O chão teve de ser substituído por completo. Graça Dias mostra uma fotografia de um chão muito brilhante. "Pode dizer que tem um belo pavimento, ainda se pode aproveitar, são madeiras antigas, e assim ficou no nosso projeto, mas quando começou a ser mexido, estas madeiras estavam diretamente em cima da terra nem sequer tinham uma caixa de ar e estavam podres". A substituição, que não era intenção dos arquitetos, tornou-se então obrigatória.

Também foi necessário eliminar uma fila de cadeiras na galeria que emoldura a plateia. "Criámos um corredor técnico e de segurança, obrigatório, porque a entrada e saída é só uma". E na plateia criaram-se lugares para pessoas com mobilidade reduzida, respeitando as leis atuais, e aumentou-se a dimensão da régie.

As fotografias dos arquitetos mostram o espaço antes de ser desocupado. Os candeeiros deveriam manter-se, mas desapareceram no momento das mudanças, conta Graça Dias. "Pontuavam a sala, mas agora vamos ter de encontrar outra solução". Hão de reaparecer os brancos e os veludos vermelhos da sala, tal como os pilaretes que acompanham o comprimento da sala, "que criam um ritmo muito importante", diz Vieira. Ficam, com painéis vermelhos a contrastar e, atrás, onde antes havia mais uma fila de cadeiras, será o corredor técnico e de emergência, obrigatório agora, mas não quando o teatro foi construído. "Tudo o que se fizer é contemporâneo mas documentado", avisa a dupla. "O que queremos é repor o ambiente que muitas pessoas não conheceram".

As três portas da fachada dão para espaços muito exíguos de cinco metros quadrados de profundidade, que, por sua vez, tinha três portas que encaminhavam para a sala. É a primeira intervenção que os espetadores vão notar quando chegarem cruzarem as portas 76, 78 ou 80 da Calçada da Ajuda: retirar as portas e abrir outra porta simétrica que aumenta o espaço de circulação. "Pela porta da frente entravam diretamente para as galerias [e para o camarote real forrado a papel de parede imitando damasco], pelas outras imediatamente para a plateia", diz Egas José Vieira. "Ainda conseguimos criar aqui duas casas de banho, um bengaleiro e as bilheteiras", explica Graça Dias. No segundo andar ficará o futuro bar do Teatro Camões, depois de passar um foyer que os arquitetos abriram.

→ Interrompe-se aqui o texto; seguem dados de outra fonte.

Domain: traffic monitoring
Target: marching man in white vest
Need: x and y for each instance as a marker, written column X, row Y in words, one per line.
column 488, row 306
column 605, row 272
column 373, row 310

As escadas, muito empinadas, eram um desafio de segurança. "Deixamos a escada antiga, mas construímos outra em cima, mais confortável", diz Graça Dias, recorrendo aos alçados do projeto. "Há de ter uma guarda muito empinada e outra menos empinada, uma escada ligeiramente mais estreita, que permite ver a outra".

Subpalco, camarins e casas de banho e no terceiro piso zonas de trabalho são novos. Egas José Vieira conta que se depararam com asnas cortadas no palco. É uma zona nova, "feita de maneira que não se vê da rua", assegura.

Na fachada tudo se manterá. Como no projeto original. Nas pesquisas foi encontrada uma foto original que deixou perceber que o edifício era de cor mais escura, um vermelho escuro tijolo. Os arquitetos só propõem uma novidade: o busto de Luís de Camões ao centro.